Contrairement à ce que le spectateur moyen peut penser, CANNIBAL HOLOCAUST n'est pas le premier à s'être lancé dans le cinéma «anthropologique» où l'indigène du coin est nécessairement anthropophage. En fait, Ruggero Deodato n'est pas l'instigateur du genre puisqu'une demi-douzaine d'années auparavant, Umberto Lenzi réalise AU PAYS DE L'EXORCISME, film d'aventures qui s'avère être assez clairement une version Bis d'UN HOMME NOMME CHEVAL dans la forêt vierge. S'ensuivent d'autres métrages comme LE DERNIER MONDE CANNIBALE de Ruggero Deodato, LA MONTAGNE DU DIEU CANNIBALE de Sergio Martino et même un VIOL SOUS LES TROPIQUES qui cache sous un titre aguicheur une aventure anthropophage de Laura Gemser alias Black Emmanuelle. Pas évident de faire dans l'originalité dans un genre assez pauvre en soi, qui n'est à vrai dire qu'une déclinaison de films d'aventures épicés de chair humaine et de séquences chocs. Rien d'autre que du cinéma d'exploitation qui sera exploité, justement, pendant quelques années, entre productions rarement bien torchées et le plus souvent ridicules : CANNIBAL FEROX, ESCLAVE BLONDE, MONDO CANNIBALE…

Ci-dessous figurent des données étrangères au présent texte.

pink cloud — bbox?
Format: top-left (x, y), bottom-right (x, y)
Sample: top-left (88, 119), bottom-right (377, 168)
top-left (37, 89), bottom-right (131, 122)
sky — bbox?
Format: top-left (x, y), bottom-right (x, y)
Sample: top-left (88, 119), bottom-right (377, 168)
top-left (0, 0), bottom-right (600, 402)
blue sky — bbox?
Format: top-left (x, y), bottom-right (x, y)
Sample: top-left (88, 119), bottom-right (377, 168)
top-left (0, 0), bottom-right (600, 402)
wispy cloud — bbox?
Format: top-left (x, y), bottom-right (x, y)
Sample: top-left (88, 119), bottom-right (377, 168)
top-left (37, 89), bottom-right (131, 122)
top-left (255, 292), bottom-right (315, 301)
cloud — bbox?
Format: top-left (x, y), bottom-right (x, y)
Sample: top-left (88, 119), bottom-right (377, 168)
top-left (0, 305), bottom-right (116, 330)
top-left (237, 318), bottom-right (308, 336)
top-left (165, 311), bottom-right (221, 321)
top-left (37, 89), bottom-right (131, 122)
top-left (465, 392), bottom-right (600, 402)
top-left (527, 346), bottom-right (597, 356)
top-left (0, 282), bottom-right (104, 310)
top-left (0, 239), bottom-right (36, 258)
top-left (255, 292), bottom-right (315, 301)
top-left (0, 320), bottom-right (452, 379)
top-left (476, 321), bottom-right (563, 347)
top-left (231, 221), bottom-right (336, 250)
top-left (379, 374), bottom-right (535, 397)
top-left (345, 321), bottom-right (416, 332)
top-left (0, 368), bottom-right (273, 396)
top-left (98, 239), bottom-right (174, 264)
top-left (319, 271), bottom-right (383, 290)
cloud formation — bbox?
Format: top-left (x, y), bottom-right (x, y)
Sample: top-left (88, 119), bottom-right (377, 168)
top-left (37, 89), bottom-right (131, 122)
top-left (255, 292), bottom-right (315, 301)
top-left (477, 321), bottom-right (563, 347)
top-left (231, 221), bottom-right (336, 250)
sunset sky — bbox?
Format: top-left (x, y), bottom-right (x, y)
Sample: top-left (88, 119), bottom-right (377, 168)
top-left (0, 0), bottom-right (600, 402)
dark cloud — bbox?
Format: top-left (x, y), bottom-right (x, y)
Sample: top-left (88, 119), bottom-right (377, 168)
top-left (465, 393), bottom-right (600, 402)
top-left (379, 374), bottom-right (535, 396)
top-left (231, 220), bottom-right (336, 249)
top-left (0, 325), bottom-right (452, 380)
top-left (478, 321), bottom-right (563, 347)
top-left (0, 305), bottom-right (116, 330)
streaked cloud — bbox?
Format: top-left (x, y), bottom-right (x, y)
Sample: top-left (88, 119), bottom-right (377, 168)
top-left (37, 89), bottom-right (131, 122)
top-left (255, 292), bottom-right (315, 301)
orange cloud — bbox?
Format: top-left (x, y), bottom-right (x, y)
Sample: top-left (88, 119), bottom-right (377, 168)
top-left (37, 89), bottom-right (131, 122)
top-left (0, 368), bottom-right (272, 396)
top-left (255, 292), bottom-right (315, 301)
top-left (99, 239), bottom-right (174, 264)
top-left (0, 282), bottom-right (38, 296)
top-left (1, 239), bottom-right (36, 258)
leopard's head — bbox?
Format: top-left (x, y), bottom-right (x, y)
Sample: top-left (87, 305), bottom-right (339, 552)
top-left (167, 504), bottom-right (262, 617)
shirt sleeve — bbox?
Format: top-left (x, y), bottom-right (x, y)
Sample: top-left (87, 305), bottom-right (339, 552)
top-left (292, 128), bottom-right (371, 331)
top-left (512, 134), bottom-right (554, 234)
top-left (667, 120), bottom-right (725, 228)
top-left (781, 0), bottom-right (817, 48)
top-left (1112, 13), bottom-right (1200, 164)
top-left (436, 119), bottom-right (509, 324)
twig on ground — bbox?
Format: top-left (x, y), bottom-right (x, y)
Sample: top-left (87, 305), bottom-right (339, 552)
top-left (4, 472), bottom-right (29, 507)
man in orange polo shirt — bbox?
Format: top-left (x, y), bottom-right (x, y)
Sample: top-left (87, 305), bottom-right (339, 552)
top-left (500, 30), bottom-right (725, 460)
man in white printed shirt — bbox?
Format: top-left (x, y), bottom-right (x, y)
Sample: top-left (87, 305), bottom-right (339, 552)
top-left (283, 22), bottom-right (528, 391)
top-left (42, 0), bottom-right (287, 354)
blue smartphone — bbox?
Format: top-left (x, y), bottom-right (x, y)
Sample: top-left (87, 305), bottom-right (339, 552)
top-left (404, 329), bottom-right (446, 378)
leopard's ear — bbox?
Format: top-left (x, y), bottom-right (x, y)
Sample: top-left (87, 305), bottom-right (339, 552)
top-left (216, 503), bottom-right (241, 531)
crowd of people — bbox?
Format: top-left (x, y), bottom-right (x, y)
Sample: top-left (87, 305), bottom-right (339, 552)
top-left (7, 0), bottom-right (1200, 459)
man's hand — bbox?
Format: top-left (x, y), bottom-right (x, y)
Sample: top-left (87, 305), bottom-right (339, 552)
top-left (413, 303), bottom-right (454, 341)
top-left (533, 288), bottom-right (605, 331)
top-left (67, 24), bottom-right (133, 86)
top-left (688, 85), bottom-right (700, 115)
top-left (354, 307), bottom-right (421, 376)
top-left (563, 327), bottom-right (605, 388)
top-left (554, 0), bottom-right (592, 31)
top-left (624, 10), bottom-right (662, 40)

CANNIBAL HOLOCAUST ne suit pas vraiment le canevas habituel. En fait, le film se compose de deux parties distinctes. La première est une expédition conventionnelle qui mène le professeur Monroe auprès d'une tribu pour récupérer les bobines de ce qui a été tourné par la première expédition. La deuxième moitié du métrage se lance dans un exercice où l'on suit la première expédition à travers ce qu'ils ont eux-mêmes filmé, nous permettant ainsi de partager leur expérience sur le terrain, nous mettant par la même occasion dans une position voyeuriste souvent gênante. CANNIBAL HOLOCAUST jouait d'ailleurs l'ambiguïté concernant les bobines de films retrouvées en Amérique du Sud. Ainsi, le film s'ouvre par un avertissement qui sous-entend à mots couverts que les morceaux de films retrouvés sont authentiques, tout comme le texte qui démarre le générique qui ajoute encore un peu plus dans la confusion fiction / réalité. En gros, Ruggero Deodato et Gianfranco Clerici inventent le concept de BLAIR WITCH PROJECT une vingtaine d'années avant les «pros du marketing» que sont Daniel Myrick et Eduardo Sanchez.
CANNIBAL HOLOCAUST sort en Italie avant d'y être rapidement interdit. Sa carrière internationale sera d'ailleurs frappée par le sceau de la censure puisque en dehors des pays où il est purement et simplement interdit de séjour, le film est distribué avec diverses coupures, ce qui est d'ailleurs le cas en France. L'ambiguïté du concept, entretenue par le distributeur au moment de la sortie, va jouer en défaveur du film puisque Ruggero Deodato se voit accusé par la justice italienne de présenter les véritables meurtres de ses acteurs à l'écran. Une situation assez surréaliste que certains idiots continuent encore de nos jours à créditer. Le cinéaste italien sera relaxé après avoir prouvé que les exactions des cannibales envers ses acteurs sont des trucages et il va même, paraît-il, être obligé de présenter l'une des actrices pour démontrer que celle-ci est toujours bien vivante ! Pour ceux qui en douteraient encore, les acteurs principaux du film sont apparus par la suite dans divers films…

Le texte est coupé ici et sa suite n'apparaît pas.